Quand vous dites que payer beaucoup de taxe pourrait aussi être interprété comme un signe de prospérité donc comme un privilège social du fait qu'on touche de gros salaires, je vous demande si la restitution de 35 à 40% de ses salaires annuellement au fisc pour un travail qui représente entre 12 et 15 heures par jour est un privilège.
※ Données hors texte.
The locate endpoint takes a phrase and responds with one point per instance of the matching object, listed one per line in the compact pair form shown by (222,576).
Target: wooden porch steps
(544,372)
En France, un cadre qui touche 100,000 F ne paie plus que 15 à 20% de ses revenus au fisc.
Si encore les services que nous recevions en retour compensaient ce taux élevé, j'aurais compris, mais vous connaissez vous-même la situation qui prévaut dans nos services de voirie, de transport, d'eau, d'électricité sans mentionner les hôpitaux.

Q: La différence entre le pourcentage d'impôt que paie le cadre mauricien et celui de son homologue français n'est-elle pas fonction de la différence entre les salaires qui s'appliquent dans ces deux pays?

R: L'éventail des salaires en France est d'environ 1 à 20 alors qu'ici il est de 1 à 10. Le travailleur agricole touche 580 roupies par mois en salaire de base tandis que le haut cadre du secteur privé et le P.A.S. du secteur public touchent environ Rs 5 800 en moyenne.
Cet éventail de 1 à 10 se trouve probablement réduit à 1 à 6 ou 7 après que l'impôt ait frappé le cadre.

Q: M. Blackburn, comment voyez-vous l'avenir mauricien en tant que président de la Mauritius Tax Payers Association?

R: Nous le voyons avec beaucoup d'appréhension. Je suis inquiet. Je ne voudrais pas que nous ayons à utiliser des méthodes qui n'ont jamais été utilisées par la MTPA Jusqu'ici. Mais nous avons beaucoup trop de questions en suspens et beaucoup trop de revendications que nous considérons légitimes qui ont été systématiquement rejetées par le gouvernement durant ces dernières années. Ce qui nous fait croire que la lutte sera dure. Mais nous avons la chance aujourd'hui d'avoir à notre exécutif un groupe de jeunes conscients des problèmes qui confrontent le pays et le gouvernement. Ces membres sont résolus à utiliser toutes les voies du dialogue et de la concertation avant de prendre une mesure drastique qui pourrait amener à cette confrontation que nous voudrions par tous les moyens éviter. Nous espérons que le gouvernement et le ministre des Finances en particulier seront amenés à comprendre la gravité des problèmes qui nous accablent et qu'ils apporteront toute leur attention à assainir les relations entre les contribuables et le gouvernement bien avant la présentation du budget 1979 - 1980.